When done right, working remotely allows employees and organizations to focus on what really matters – performance. Unfortunately, the office environment can generate “false positives” that can lead to bias and preference. Arriving early and leaving late may look like more work, but actual performance is a much better indicator of productivity.
Gallup reported that 60% of U.S. workers who worked from home during the pandemic would prefer to work remotely as much as possible in the future.
10. A happier and healthier working life
Olena Yakobchuk / Shutterstock.com
Remote, flexible employees tend to be happier, more loyal employees, partly because working from home has been shown to be less stressful, more time devoted to hobbies and interests, and among other things, it improves personal relationships.

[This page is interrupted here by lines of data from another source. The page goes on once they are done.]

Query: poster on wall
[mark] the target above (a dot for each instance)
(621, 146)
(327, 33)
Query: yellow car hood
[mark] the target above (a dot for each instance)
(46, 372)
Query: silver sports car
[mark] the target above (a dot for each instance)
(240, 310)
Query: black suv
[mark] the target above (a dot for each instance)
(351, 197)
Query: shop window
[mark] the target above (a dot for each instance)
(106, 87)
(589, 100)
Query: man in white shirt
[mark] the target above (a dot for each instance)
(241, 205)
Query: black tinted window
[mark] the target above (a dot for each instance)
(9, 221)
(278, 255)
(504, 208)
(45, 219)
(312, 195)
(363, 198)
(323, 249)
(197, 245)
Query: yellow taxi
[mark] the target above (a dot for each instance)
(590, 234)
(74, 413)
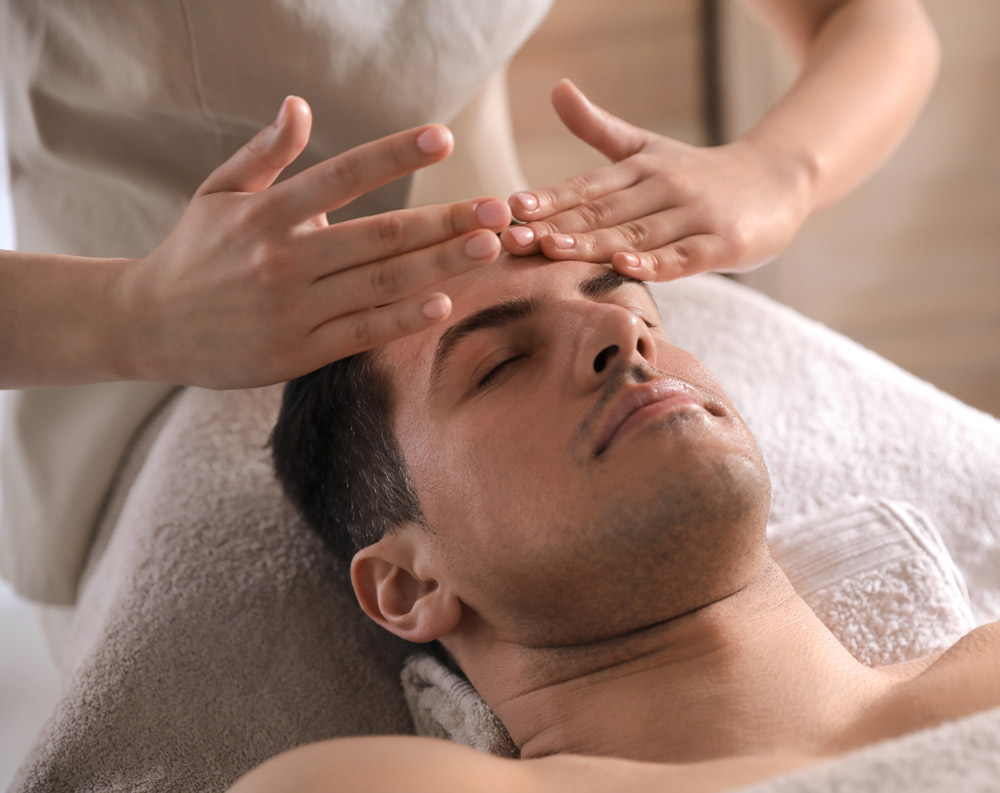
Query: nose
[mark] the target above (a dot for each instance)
(613, 337)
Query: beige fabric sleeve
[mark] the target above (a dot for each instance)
(117, 109)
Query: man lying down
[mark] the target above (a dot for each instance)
(573, 508)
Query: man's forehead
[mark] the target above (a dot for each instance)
(508, 278)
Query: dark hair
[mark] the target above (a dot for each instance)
(336, 455)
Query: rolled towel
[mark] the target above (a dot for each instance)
(875, 572)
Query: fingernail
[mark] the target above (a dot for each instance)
(433, 139)
(480, 246)
(435, 308)
(491, 214)
(282, 113)
(528, 202)
(522, 235)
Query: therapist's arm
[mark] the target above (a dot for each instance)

In addition to personal health and well-being, relationships between employees and managers can be more positive without the distractions and politics that come with an in-office job. According to reports, 72% of employers say remote working has a huge impact on employee retention. Put simply, employees stay with their employer when they have remote working options.
Working from home can lead to better health in a number of ways: more time for physical activity, the ability to eat healthier, the ability to recover from illness or surgery at home, less exposure to illness, care to ease a health problem or disability and the option to create a comfortable and ergonomic work area.
While the pandemic may have triggered remote working for many millions of employees around the world, it is nowhere near the only reason to work from home. Indeed, the benefits of working from home are impacting so many things on a global scale that it is sure to become the best way forward.